BHP Billiton Ltd fell $0.09 to $40.06 and Rio Tinto decreased $1.02 to $76.58. Newcrest Mining Ltd decreased 10 cents to $40.65. Aquarius Platinum Ltd added 2 cents to $3.99.
Rio Tinto said first half profit increased 30% to $7.6 billion from $5 billion, including the gain of $810 million in foreign exchange. Chief executive Tom Albanese issues a positive outlook for the rest of the 2011 and 2012 and highlighted “credit tightening in developing countries” and “the threat of financial crisis in Europe and the U.S.”
Woodside Petroleum Limited declined 1.9% or $0.72 to $36.50 and Santos Limited fell 2.4% or 25 cents to $12.34. Origin Energy fell 2.5%.
Energy Resources declined 9.7% to $3.92 and the uranium miner continued to move ahead with its plan for an underground drilling to extend its Ranger mine that is expected to cost $120 million.

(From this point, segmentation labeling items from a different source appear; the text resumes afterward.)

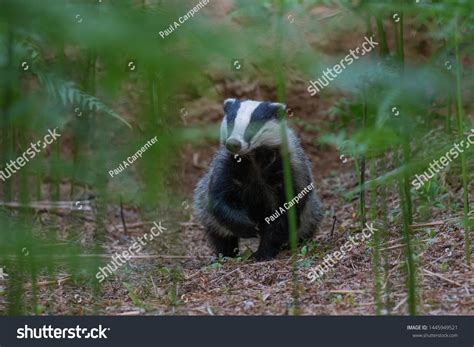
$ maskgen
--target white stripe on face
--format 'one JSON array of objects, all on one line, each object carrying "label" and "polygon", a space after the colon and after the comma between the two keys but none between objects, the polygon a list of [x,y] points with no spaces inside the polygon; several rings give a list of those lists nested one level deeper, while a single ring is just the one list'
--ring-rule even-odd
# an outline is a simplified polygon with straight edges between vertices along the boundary
[{"label": "white stripe on face", "polygon": [[250,119],[252,118],[252,113],[260,105],[261,102],[258,101],[244,101],[240,104],[240,108],[237,111],[237,116],[235,117],[234,129],[229,138],[235,138],[242,142],[242,147],[246,147],[248,144],[244,141],[245,130],[247,129]]}]

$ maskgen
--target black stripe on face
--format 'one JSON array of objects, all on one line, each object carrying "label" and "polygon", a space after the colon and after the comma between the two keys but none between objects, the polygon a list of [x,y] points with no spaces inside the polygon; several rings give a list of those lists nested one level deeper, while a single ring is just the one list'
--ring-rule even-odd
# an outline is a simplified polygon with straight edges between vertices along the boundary
[{"label": "black stripe on face", "polygon": [[234,129],[235,118],[237,117],[237,111],[240,108],[240,101],[235,100],[224,105],[224,113],[227,120],[227,136],[232,134]]},{"label": "black stripe on face", "polygon": [[272,119],[276,119],[278,108],[271,106],[269,102],[263,102],[252,112],[250,123],[245,129],[244,140],[250,143],[250,140],[258,131]]}]

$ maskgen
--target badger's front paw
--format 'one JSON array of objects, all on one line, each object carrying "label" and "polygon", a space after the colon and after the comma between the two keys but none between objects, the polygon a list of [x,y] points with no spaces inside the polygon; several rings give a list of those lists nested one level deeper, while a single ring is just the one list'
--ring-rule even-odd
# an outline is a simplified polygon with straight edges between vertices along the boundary
[{"label": "badger's front paw", "polygon": [[256,261],[267,261],[272,260],[275,258],[277,252],[271,252],[269,250],[257,250],[254,254],[252,254],[252,258]]}]

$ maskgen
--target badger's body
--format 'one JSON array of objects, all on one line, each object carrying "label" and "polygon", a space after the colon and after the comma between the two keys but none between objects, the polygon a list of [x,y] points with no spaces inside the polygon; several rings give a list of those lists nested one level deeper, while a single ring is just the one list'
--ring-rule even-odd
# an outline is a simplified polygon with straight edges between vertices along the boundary
[{"label": "badger's body", "polygon": [[[196,215],[217,254],[235,256],[239,238],[260,237],[255,257],[266,260],[288,243],[288,212],[284,212],[289,199],[277,115],[281,108],[284,105],[235,99],[224,103],[221,145],[194,193]],[[321,206],[311,190],[311,164],[288,128],[287,138],[294,196],[302,193],[294,207],[298,238],[304,240],[317,230]],[[269,221],[275,211],[281,214]]]}]

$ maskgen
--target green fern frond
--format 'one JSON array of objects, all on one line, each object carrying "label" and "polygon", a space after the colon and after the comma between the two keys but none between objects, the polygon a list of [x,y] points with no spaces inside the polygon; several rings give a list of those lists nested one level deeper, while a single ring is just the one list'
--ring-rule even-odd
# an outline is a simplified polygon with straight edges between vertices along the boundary
[{"label": "green fern frond", "polygon": [[63,105],[79,105],[82,110],[106,113],[128,126],[132,126],[123,117],[104,104],[95,96],[81,91],[74,82],[65,81],[51,73],[35,71],[40,83],[52,97],[58,99]]}]

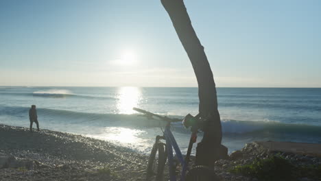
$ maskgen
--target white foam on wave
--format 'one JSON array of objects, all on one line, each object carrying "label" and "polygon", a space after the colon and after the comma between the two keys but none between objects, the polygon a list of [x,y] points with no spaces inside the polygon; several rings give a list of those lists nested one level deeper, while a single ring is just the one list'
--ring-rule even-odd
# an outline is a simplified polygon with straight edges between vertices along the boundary
[{"label": "white foam on wave", "polygon": [[47,90],[35,91],[33,94],[38,95],[73,95],[72,92],[65,89],[51,89]]}]

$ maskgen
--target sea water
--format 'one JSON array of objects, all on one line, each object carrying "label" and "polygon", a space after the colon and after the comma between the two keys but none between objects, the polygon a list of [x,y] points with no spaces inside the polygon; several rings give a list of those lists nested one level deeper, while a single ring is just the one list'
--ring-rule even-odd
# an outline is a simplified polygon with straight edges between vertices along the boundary
[{"label": "sea water", "polygon": [[[229,152],[254,141],[321,143],[321,88],[217,88],[217,99]],[[198,104],[197,88],[0,86],[0,123],[29,127],[28,110],[35,104],[40,129],[148,154],[164,123],[132,108],[182,118],[197,114]],[[181,123],[171,130],[185,153],[191,132]]]}]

Banks closed lower after the debt problems in the U.S. and Europe lowered banks in Asia on the rising worries that the record bond yields in Italy and Spain may force another crisis in the euro-zone.
Commonwealth Bank of Australia decreased $1 to $47.55 and National Australian Bank decreased 53 cents to $22.67. ANZ declined 48 cents to $19.81. Macquarie Group declined 2.4% to $25.05.
Leighton declined 0.4% to $20 after it cuts estimate of loss to $408 million from $427 million and retained its fiscal 2012 net income outlook between $600 million and $650 million. Investors were surprised after the company took additional $278 million in write down for its desalination plant in Victoria.